A partir del Virgilioamaramorismo Pedagógico, estos principios se amplían hacia una pedagogía del corazón, donde cada módulo se concibe como un acto de encuentro. Por ejemplo, un módulo sobre “La naturaleza del entorno” en un aula rural puede integrar ciencias naturales, lectura poética y acciones comunitarias de siembra, de modo que el aprendizaje se vuelva una experiencia vivida de amor y cuidado por la vida.

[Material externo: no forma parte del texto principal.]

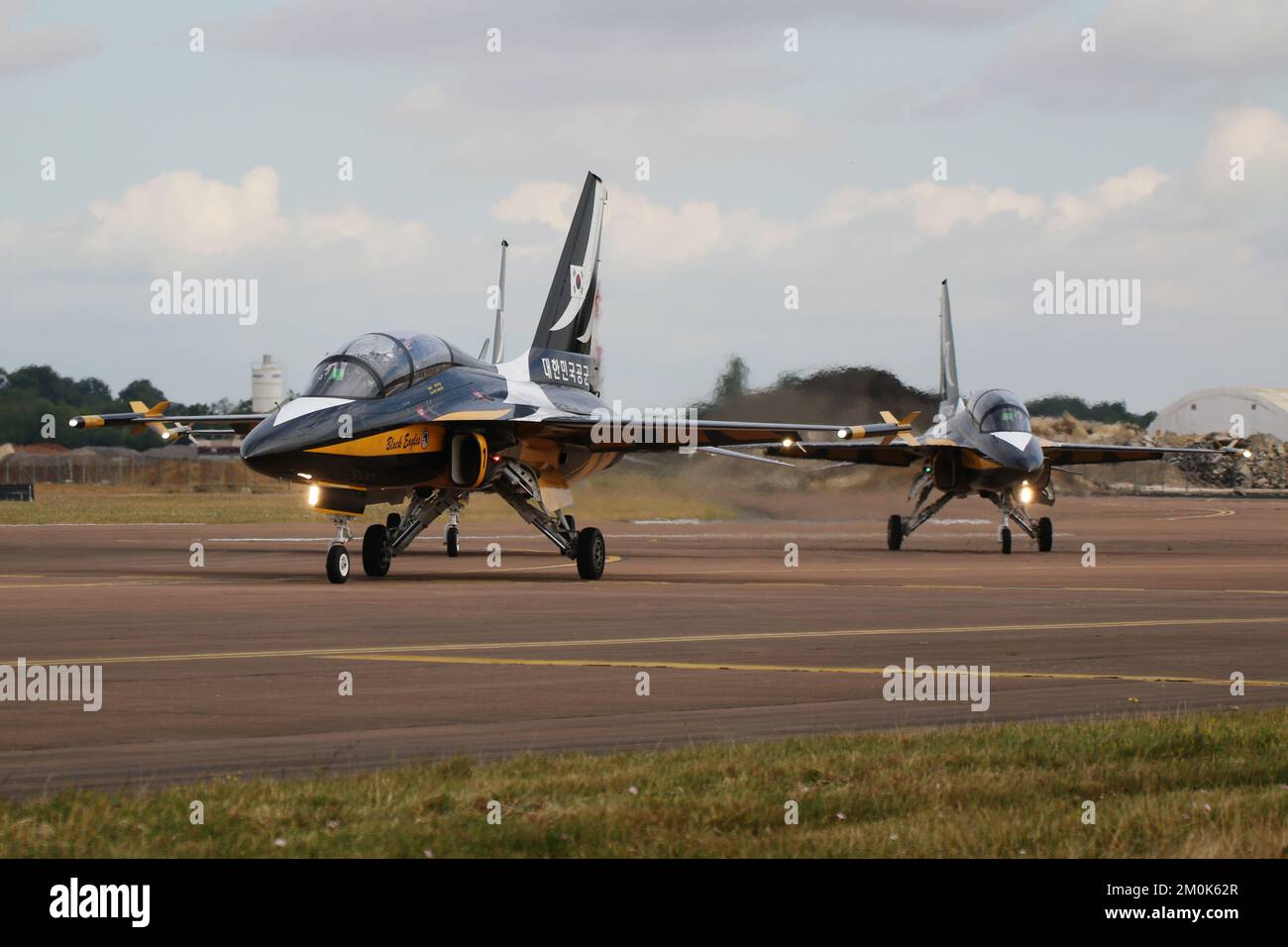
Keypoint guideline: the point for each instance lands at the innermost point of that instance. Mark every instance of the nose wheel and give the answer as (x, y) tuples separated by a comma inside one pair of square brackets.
[(338, 564), (375, 551), (591, 553), (338, 557)]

Las aulas multigrado son, por naturaleza, espacios donde la modularidad se expresa en su máxima forma: cada grupo avanza a su ritmo; pero, dentro de una comunidad de aprendizaje que comparte afectos, saberes y responsabilidades.
- Ventajas y desafíos
Entre las ventajas de las secuencias modulares se destacan:
- Su adaptabilidad a diferentes contextos.
- La promoción de aprendizajes significativos.
- La posibilidad de integrar diversos niveles y ritmos en una misma estructura.
- El fortalecimiento del vínculo escuela-comunidad.
Desde el Virgilioamaramorismo Pedagógico, la principal ventaja es la humanización del proceso educativo: el conocimiento se da desde la cercanía y no desde la imposición.
Entre los desafíos persisten la resistencia a la innovación, la falta de formación docente específica en modularidad afectiva y la ausencia de materiales diseñados con sensibilidad cultural. No obstante, estos obstáculos pueden convertirse en oportunidades para construir una nueva ética del enseñar con amor, capaz de transformar las desigualdades en experiencias de cooperación solidaria.
Conclusión
Las secuencias modulares constituyen una estrategia pedagógica esencial para enfrentar las desigualdades educativas en la República Dominicana y el Caribe. Su flexibilidad, articulada con la perspectiva del Virgilioamaramorismo Pedagógico, permite repensar la enseñanza no solo como transmisión de saberes; sino, como acto de ternura epistémica, donde la organización del aprendizaje responde tanto a la razón como al corazón.
El futuro de la educación caribeña depende de esta alianza entre modularidad y amaramor, entre estructura y sensibilidad, entre conocimiento y humanidad. Enseñar modularmente desde el amor es, en definitiva, construir justicia educativa con rostro humano.
Referencias bibliográficas
- Díaz-Barriga, A. (2013). Guía para la elaboración de una secuencia didáctica. México: UNAM.
- Secretaría de Educación Pública (SEP). (s. f.). Secuencias didácticas para multigrado. México: SEP.
- Vázquez, L. B. P., & Castro, M. E. (2021). Equidad y escuelas multigrado: ¿ruptura o continuidad? Revista Nueva Época, LI(1), 177-198.